AMES, Iowa -- With women making up only 23 percent of the Iowa Legislature, a new bipartisan organization has begun a 10-year campaign to prepare and elect more women lawmakers.
The 14-member board of 50-50 in 2020: Political Equity for Iowa Women was scheduled to announce the initiative today in eight cities in Iowa, including Ames.
Launched by Maggie Tinsman, a Quad Cities Republican who was the first woman elected to the Scott County Board of Supervisors and is an 18-year veteran of the Iowa Senate, and Jean Lloyd-Jones, an Iowa City Democrat who served eight years each in the Iowa House and Senate, the initiative includes plans for a three-day intensive training event for women.

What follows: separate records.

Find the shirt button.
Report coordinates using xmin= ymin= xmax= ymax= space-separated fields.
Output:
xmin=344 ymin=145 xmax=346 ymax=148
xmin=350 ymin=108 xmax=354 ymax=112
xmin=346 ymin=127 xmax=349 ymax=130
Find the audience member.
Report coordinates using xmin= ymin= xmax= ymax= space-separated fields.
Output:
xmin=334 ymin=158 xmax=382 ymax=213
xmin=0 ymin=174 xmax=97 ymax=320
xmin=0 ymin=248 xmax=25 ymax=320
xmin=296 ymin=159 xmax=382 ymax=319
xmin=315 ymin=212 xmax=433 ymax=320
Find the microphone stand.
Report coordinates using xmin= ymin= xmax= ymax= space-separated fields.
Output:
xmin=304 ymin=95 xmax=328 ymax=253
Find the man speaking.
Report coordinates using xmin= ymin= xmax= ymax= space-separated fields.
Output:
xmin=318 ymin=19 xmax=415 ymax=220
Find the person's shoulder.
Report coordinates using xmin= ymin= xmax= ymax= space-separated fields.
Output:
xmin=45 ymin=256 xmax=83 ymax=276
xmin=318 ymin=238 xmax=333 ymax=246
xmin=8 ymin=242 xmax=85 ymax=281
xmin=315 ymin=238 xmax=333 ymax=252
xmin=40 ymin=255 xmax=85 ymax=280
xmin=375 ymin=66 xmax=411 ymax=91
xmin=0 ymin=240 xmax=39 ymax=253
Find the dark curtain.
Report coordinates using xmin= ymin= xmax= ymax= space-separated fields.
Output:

The "Blueprint for Winning Academy" will be hosted by the Carrie Chapman Catt Center for Women and Politics at Iowa State University and the Iowa NEW Leadership program in Iowa City in January 2012.
Dianne Bystrom, director of the Catt Center, said the center is "thrilled to be a partner with the 50-50 in 2020 initiative."

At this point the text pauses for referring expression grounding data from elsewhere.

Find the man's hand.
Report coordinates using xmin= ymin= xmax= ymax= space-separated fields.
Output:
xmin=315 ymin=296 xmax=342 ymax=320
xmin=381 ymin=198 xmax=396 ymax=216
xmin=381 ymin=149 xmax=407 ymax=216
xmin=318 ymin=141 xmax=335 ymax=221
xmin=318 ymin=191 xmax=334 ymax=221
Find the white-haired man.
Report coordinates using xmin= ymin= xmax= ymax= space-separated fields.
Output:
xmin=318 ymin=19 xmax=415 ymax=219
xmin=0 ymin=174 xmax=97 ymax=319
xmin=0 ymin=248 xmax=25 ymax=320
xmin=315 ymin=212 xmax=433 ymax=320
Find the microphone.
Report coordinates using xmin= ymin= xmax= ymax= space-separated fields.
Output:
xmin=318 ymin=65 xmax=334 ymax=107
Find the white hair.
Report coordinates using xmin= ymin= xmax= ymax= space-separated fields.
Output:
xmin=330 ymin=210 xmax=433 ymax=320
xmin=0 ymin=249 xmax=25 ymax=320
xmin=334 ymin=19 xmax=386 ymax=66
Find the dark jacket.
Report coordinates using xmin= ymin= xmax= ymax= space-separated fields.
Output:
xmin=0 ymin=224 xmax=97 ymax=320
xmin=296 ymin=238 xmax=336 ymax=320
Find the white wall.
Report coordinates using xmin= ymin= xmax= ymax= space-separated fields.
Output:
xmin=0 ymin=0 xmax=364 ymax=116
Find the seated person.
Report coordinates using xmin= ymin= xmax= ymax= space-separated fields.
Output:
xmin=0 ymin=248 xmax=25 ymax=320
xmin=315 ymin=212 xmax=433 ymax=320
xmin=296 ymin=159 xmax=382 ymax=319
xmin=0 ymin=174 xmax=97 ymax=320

"It fits with the Ready to Run Iowa: Campaign Training for Women program we've been doing in conjunction with Center for American Women and Politics of the Eagleton Institute of Politics at Rutgers University for several years," Bystrom said.
The Catt Center offers Ready to Run Iowa every other year, and the next program, scheduled for June 2011, will dovetail with the 50-50 in 2020 initiative, Bystrom said.
"We're coordinating our efforts to meet shared goals to get more women to run for elected and appointed office," Bystrom said. "There can't be too many of us doing this work."
Even with a record high of 35 women in the Iowa Legislature, the state still ranks 27th in the nation in that regard, Bystrom said.
"And worse, Iowa and Mississippi are the only two states that have never sent a woman to Congress or elected a woman governor," she said.
The current political climate presents opportunities for women candidates, however, Bystrom said, at a time when voters are seeking "change."
"In general, voters perceive women candidates as being more honest and more competent on such issues as education and health care than their male counterparts and consider them equally as competent on economic issues as men," she said.
Nationally, 238 Democratic and Republican women are running for the U.S. Senate, U.S. House of Representatives and governorships in 2010, according to figures from the Rutgers Center for American Women and Politics. Twenty-nine women are running for lieutenant governor seats, including Iowa incumbent Democrat Patty Judge and Republican challenger Kim Reynolds, and 76 women are running for other statewide elected executive offices, including Republican Brenna Findley, who is running as a challenger for attorney general in Iowa.
Tinsman said last year Hillary Clinton and Sarah Palin "upped the ante quite a bit" for women candidates and women voters, and Iowa has great stock from which to draw.
"We have a million women who are well educated," she said, "plus, 53 percent of the electorate is female, and they vote heavily."
Tinsman said the 50-50 in 2020 initiative isn't asking to give women the upper hand or make them the majority.
"We just want balance," she said. "2020 will mark a century since women's suffrage. A century is long enough for equity."